US Treasuries fell on Thursday after jobs and trade data suggested the economy wasn't as weak as feared, boosting riskier assets such as stocks and hurting demand at the government's long-bond auction. Safe-haven bonds took a hit early in the day from news that claims for jobless benefits fell more than expected last week and the trade deficit narrowed sharply in July, data which provided hopeful signs for the stuttering economic recovery.
The news got worse for Treasuries when bidders held out for higher-than-expected yields at a $13 billion auction of 30-year bonds. This "tail" indicated there were limits to investor appetite for government debt given their low yields currently. Though Thursday's sale was the only poor one of this week's three offerings totalling $67 billion, it hints the market might be over-priced if the economy is healthier than analysts had feared, even after recent bond-market losses.
Trading on the open market, 30-year Treasury bonds were last down two points in price, yielding 3.85 percent versus Wednesday's close of 3.74 percent. They were barely down a point just before the auction results were announced. Long bonds also under-performed in swaps, with the 30-year spread narrowing on the day. In contrast, the 10-, five- and two-year swap spreads were all wider on the day.

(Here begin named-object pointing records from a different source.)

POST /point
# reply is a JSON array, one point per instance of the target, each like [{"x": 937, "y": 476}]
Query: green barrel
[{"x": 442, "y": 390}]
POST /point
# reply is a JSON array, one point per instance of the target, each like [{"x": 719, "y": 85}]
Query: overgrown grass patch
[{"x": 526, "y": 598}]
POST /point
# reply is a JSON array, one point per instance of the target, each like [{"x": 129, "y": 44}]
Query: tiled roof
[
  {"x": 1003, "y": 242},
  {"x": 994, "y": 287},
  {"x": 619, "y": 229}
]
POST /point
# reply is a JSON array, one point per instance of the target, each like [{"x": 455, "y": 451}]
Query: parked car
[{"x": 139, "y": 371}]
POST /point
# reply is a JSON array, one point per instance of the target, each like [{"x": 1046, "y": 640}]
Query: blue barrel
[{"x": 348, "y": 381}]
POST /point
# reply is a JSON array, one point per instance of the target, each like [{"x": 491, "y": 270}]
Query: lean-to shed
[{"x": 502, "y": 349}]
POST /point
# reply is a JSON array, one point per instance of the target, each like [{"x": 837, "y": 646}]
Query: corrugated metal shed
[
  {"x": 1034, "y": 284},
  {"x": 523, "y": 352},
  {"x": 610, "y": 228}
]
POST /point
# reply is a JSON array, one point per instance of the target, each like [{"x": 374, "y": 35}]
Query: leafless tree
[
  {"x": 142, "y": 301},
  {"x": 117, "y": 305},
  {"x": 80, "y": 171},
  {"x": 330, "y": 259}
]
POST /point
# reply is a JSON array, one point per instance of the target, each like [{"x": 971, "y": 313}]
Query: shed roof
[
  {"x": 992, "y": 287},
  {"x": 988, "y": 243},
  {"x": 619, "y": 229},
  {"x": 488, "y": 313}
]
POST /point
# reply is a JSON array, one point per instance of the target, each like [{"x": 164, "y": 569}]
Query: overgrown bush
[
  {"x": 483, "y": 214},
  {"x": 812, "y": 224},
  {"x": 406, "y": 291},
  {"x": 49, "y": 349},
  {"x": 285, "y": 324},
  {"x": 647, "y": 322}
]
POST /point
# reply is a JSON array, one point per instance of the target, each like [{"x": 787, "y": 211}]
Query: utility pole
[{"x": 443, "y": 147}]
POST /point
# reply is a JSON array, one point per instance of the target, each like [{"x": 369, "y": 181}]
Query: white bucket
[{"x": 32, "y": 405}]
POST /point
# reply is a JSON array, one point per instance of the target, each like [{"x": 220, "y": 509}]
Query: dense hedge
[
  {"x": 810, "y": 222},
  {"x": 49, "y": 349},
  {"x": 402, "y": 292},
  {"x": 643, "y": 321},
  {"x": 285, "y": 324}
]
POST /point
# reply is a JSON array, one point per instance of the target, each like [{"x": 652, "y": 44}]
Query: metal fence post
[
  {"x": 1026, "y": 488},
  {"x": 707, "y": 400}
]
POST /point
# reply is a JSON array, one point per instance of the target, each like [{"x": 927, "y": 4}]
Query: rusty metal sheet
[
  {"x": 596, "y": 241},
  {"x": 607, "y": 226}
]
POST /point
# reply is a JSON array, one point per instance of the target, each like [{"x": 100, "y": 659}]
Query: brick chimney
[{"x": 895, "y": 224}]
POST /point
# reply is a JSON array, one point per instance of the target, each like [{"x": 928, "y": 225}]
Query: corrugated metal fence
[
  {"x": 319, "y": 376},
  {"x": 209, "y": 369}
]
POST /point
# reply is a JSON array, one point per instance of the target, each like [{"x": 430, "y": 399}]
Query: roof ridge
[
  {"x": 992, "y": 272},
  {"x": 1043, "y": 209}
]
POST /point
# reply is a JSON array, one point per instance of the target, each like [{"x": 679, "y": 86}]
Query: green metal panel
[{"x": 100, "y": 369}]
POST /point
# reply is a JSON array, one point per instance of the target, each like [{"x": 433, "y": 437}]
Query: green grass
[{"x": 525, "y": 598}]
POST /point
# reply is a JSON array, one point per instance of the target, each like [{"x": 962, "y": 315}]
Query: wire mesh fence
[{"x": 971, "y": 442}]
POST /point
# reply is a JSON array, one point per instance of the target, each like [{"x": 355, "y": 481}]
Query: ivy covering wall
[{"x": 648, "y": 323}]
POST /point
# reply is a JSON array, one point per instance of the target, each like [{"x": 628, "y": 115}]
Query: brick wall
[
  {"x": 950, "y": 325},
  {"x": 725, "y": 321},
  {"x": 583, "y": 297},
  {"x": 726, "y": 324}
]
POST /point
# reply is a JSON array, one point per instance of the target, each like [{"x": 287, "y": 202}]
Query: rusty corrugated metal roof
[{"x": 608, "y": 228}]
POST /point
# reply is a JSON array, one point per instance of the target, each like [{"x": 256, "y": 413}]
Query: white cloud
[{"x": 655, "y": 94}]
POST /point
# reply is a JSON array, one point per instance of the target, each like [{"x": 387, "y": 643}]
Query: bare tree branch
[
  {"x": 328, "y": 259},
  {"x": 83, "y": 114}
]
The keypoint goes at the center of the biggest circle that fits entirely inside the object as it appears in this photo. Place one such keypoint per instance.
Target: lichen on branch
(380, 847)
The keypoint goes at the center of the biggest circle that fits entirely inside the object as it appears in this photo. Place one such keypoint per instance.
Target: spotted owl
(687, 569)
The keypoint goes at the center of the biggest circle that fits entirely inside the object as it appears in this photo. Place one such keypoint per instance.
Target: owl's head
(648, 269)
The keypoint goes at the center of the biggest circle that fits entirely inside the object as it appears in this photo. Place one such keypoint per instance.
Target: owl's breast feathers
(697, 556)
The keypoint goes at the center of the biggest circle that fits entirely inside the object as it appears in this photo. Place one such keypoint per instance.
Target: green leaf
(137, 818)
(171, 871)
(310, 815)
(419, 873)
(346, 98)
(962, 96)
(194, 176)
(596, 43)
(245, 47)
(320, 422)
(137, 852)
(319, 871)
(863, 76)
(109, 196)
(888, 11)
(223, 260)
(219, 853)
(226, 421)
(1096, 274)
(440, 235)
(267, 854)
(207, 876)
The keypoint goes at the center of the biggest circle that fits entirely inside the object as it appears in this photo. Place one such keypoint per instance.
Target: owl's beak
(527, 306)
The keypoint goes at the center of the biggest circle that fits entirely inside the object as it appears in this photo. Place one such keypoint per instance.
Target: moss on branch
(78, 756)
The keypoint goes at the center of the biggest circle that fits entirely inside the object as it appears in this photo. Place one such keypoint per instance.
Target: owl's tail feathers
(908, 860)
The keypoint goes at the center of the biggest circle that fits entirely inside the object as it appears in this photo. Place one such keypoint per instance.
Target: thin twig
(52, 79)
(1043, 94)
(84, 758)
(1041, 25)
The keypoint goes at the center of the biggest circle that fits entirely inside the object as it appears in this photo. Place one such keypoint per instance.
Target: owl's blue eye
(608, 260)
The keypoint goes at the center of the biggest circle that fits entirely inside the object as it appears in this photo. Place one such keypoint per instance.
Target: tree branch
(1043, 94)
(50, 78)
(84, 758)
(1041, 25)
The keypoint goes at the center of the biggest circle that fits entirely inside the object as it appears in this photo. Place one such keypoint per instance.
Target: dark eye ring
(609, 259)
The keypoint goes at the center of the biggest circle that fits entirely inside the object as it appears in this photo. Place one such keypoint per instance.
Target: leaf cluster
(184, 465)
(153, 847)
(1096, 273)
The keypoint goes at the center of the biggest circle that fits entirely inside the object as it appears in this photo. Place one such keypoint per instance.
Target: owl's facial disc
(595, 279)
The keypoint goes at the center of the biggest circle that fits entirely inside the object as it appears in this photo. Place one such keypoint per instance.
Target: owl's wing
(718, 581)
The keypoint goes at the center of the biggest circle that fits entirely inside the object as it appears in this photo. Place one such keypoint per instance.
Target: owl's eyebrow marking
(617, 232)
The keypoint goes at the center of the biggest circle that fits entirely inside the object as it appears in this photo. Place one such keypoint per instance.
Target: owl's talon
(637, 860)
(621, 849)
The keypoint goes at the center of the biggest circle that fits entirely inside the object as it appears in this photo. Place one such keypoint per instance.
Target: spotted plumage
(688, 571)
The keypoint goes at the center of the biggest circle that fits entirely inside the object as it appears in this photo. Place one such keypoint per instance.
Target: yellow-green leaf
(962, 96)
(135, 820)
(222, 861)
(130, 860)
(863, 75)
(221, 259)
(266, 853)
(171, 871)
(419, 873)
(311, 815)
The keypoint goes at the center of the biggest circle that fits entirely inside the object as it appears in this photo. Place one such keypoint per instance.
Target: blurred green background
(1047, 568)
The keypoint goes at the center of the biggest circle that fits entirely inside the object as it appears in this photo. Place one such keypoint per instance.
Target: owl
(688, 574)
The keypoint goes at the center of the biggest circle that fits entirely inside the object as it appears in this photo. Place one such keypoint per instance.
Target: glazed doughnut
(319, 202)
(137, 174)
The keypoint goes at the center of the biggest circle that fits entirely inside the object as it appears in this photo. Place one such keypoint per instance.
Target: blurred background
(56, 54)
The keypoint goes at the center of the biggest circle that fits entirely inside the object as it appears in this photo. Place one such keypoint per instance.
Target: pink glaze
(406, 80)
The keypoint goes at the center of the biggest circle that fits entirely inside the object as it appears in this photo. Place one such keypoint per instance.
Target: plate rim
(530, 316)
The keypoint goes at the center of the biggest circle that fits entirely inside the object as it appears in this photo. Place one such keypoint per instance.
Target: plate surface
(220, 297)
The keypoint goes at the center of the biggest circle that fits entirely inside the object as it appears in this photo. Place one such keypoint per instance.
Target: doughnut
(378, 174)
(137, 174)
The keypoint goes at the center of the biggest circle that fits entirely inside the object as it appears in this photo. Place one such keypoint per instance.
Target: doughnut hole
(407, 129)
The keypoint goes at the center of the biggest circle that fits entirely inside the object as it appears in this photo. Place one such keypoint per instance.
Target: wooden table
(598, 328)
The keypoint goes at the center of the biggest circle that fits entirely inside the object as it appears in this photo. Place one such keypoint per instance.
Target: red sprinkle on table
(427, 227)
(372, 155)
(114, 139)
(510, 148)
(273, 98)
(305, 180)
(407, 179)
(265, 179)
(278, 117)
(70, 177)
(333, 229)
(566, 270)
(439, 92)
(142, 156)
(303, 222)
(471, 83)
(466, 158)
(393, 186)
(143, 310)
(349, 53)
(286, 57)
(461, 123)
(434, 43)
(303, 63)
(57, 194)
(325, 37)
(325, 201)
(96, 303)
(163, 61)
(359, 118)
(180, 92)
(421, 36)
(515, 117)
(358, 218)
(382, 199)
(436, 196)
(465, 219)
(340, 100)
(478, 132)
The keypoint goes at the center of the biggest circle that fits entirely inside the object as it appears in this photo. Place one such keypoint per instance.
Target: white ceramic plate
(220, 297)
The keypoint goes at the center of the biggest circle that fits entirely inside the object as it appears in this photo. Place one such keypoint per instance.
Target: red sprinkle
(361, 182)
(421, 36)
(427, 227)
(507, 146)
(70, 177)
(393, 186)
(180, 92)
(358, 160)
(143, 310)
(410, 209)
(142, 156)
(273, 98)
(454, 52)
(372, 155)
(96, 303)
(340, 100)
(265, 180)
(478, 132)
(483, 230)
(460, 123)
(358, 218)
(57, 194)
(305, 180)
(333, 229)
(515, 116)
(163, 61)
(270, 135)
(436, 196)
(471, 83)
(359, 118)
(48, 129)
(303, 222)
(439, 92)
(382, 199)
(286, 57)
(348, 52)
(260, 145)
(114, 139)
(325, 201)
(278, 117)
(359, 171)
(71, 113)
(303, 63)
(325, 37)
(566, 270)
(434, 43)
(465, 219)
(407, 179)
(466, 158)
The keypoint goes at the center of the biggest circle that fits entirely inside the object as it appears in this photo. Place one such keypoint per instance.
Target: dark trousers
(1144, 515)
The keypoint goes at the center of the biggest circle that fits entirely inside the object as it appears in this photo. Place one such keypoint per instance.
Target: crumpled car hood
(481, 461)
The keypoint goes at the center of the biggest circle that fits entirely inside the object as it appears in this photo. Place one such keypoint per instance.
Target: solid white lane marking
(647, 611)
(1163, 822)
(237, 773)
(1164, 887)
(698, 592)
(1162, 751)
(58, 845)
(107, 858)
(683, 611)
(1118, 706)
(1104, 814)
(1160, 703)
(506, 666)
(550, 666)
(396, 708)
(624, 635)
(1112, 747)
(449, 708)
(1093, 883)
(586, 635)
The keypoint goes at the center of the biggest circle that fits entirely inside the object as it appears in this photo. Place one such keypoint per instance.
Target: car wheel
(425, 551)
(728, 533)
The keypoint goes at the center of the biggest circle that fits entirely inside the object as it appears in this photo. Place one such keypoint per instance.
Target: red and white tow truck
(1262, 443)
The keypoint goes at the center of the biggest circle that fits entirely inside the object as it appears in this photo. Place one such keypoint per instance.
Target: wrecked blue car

Long bonds also under performed on the yield curve, with 2s/30s and 10s/30s steeper on the day, providing the latest evidence that the market is factoring in a worse economic outcome than recent data indicate is in store. The benchmark 10-year note fell 27/32 in price to yield 2.76 percent, right in the area of trend-line support on the charts and above Wednesday's close of 2.66 percent. Five-year notes were also walloped, falling 16/32 to yield 1.57 percent versus Wednesday's close of 1.46 percent. Two-year notes dropped 3/32 to yield 0.57 percent versus Wednesday's close of 0.53 percent.